INSIDE BINGHAMTON UNIVERSITY
New dean to lead Harpur College
By : Rachel Coker
Donald Nieman, a historian who has been a dean at Bowling Green State University in Ohio for eight years, will be the next dean of Harpur College of Arts and Sciences.
Nieman said he admires the college’s record of excellence, especially its commitment to undergraduate and graduate education as well as its high-quality research and creative work. “It really resonates with my values,” he said. “That’s what I think is really special about Harpur. It achieves a kind of golden mean.”
Provost Mary Ann Swain said she has heard nothing but very positive comments about Nieman’s experience, depth of knowledge about the various arts and sciences disciplines and collegial interpersonal style.

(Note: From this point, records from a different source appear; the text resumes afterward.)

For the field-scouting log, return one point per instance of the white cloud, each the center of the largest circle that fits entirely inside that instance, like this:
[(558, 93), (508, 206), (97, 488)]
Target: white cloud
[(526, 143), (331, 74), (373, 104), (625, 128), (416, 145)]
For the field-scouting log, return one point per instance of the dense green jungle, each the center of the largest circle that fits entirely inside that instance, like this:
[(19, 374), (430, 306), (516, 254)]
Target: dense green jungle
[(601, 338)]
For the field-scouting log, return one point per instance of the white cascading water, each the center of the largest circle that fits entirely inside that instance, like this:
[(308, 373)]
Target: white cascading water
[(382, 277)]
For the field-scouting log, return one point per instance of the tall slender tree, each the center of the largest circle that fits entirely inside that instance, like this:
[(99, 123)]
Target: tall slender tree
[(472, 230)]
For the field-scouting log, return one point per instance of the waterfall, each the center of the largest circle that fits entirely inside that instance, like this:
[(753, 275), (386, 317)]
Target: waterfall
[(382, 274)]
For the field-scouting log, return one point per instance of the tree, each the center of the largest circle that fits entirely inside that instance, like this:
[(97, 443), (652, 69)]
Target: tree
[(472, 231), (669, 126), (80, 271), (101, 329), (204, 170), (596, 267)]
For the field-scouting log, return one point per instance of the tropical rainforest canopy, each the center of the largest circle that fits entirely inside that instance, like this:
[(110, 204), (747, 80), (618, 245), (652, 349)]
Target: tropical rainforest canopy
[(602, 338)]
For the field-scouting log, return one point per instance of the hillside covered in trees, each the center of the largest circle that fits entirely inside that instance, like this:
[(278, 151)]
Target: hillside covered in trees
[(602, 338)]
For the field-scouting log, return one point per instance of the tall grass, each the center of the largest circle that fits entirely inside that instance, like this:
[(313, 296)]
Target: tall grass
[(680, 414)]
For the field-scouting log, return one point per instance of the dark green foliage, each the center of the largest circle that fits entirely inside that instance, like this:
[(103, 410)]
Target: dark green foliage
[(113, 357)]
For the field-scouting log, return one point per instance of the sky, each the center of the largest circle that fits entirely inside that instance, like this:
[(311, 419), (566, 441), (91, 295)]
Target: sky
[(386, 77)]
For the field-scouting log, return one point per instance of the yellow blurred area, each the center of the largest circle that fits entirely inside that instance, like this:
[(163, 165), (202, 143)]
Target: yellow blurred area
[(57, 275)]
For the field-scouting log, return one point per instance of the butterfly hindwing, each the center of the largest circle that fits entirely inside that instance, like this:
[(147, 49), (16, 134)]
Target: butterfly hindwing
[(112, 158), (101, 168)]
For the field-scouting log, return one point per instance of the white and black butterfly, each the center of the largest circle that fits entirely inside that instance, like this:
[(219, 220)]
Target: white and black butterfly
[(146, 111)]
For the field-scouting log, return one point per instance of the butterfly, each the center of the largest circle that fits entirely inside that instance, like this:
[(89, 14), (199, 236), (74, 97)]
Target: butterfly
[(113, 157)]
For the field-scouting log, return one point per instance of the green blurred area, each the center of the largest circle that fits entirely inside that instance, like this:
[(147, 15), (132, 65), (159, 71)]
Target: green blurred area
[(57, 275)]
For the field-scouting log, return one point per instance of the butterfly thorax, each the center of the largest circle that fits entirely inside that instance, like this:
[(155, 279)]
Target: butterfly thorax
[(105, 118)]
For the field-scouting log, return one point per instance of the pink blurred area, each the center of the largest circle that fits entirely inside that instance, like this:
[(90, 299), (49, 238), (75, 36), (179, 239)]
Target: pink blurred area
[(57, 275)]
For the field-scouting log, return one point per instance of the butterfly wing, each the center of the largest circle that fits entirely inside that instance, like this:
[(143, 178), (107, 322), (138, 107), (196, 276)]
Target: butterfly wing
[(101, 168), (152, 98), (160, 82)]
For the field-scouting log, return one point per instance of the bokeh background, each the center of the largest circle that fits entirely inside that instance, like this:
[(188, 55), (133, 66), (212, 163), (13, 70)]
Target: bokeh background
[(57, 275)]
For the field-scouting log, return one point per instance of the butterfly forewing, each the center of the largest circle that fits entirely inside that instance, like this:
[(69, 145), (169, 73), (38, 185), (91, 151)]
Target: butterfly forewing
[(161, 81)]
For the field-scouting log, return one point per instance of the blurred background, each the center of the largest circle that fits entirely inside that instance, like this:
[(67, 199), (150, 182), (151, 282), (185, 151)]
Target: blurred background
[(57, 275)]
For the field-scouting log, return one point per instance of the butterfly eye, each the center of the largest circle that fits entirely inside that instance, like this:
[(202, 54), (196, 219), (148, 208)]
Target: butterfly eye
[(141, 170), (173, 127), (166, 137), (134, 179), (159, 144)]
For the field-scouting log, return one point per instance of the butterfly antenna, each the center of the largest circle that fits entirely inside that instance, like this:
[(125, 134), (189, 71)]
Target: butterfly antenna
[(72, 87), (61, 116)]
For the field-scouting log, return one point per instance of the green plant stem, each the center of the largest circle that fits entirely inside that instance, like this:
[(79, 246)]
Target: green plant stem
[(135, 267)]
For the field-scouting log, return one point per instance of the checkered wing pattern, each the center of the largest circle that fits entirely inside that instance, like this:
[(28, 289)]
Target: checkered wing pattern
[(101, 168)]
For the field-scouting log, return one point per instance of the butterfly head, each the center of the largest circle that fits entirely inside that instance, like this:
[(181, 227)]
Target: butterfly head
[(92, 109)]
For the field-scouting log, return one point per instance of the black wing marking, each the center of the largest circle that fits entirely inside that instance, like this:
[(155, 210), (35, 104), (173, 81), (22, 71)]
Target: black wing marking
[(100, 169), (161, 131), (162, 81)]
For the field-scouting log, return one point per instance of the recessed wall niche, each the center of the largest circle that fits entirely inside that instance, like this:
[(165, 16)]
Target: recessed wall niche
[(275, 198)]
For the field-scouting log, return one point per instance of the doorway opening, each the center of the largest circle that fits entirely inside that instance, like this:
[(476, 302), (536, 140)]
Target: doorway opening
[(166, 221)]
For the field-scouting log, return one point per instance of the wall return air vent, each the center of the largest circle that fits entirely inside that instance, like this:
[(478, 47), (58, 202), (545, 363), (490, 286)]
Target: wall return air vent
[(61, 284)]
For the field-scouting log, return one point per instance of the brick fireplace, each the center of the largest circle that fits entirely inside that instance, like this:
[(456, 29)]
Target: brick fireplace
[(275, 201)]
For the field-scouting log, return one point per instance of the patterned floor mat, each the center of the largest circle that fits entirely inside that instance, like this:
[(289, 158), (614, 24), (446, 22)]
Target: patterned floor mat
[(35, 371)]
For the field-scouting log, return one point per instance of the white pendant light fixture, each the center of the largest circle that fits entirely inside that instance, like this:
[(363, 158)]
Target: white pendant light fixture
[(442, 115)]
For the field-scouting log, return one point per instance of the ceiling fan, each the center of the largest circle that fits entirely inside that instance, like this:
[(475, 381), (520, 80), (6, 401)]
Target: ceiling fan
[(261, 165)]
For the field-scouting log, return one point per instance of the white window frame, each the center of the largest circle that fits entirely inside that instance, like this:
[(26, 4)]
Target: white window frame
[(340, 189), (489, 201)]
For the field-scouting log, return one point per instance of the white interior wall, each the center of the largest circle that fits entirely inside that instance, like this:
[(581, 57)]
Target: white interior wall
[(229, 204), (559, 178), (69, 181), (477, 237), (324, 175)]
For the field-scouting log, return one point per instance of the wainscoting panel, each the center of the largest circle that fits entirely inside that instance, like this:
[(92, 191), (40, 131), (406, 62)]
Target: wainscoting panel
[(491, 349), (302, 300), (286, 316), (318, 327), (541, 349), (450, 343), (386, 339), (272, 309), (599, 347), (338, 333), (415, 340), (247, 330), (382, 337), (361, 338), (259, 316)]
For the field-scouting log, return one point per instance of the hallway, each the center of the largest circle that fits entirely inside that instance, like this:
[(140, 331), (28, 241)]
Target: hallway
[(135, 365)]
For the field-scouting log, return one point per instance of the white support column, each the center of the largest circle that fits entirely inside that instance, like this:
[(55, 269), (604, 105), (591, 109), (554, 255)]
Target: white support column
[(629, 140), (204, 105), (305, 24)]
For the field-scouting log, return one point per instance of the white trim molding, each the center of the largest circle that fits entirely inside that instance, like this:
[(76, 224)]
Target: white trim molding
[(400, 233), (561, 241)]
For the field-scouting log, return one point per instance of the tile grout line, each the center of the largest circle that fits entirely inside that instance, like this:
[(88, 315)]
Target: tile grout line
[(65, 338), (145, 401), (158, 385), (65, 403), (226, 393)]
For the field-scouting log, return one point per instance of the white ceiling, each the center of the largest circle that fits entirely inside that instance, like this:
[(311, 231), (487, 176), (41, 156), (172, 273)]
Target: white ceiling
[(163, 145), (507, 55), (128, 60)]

“I am confident that his intelligence, insights into the future of the liberal arts, his previous experiences as dean and his enthusiasm for the move to Binghamton will translate into leadership that serves all of the Harpur departments and programs well,” she said. “I look forward to working with him.”
Nieman, an Iowa native, is a Phi Beta Kappa graduate of Drake University. He earned a doctorate from Rice University in 1975. He said it was at Rice that he first found a passion for researching and teaching, for a balance between pursuing discovery and mentoring students.
Nieman acknowledged that Bowling Green does not have the breadth of research and doctoral programs found in Harpur College, but he noted that the school’s model of focused investment has allowed it to compete with the best in certain areas. And he believes the learning-centered environment for students has something in common with Binghamton’s approach.
Nieman said he also appreciates the strengths of Binghamton’s other schools, which open up possibilities for great collaborations that will benefit Harpur programs and vice versa.
Nieman held teaching positions at Kansas State University, Hunter College, Brooklyn College and Clemson University before becoming professor and chair of the History Department at Bowling Green in 1994. He was promoted to dean in 2000.
He will start work at Binghamton on July 1.
Nieman’s specialty is law and race relations and civil rights in the United States.
Most historians, he said, consider what the legal system did to African-Americans, which was horrendous. His interest has been in changing the focus to consider how African-Americans have used the legal system and broad concepts of constitutionalism to prod the system to better live up to its promises.
Nieman said this line of inquiry takes off from a poem by Langston Hughes that begins, “Let America be America again, the land it never has been yet.”
Nieman, the author of two books, has edited four others. In 1991, Oxford University Press published his book Promises to Keep: African-Americans and the Constitutional Order, 1776 to the Present. One reviewer called it the first Afrocentric history of the U.S. Constitution.
Nieman’s wife, Leigh Ann Wheeler, will join the Binghamton faculty in the fall. She specializes in U.S. women’s history.
The couple have a 5-year-old son, Brady Wheeler-Nieman.
Nieman said life as a dean and father leaves little “free” time, but he does enjoy jazz and classical music, theater (especially musicals), opera, hiking and gardening.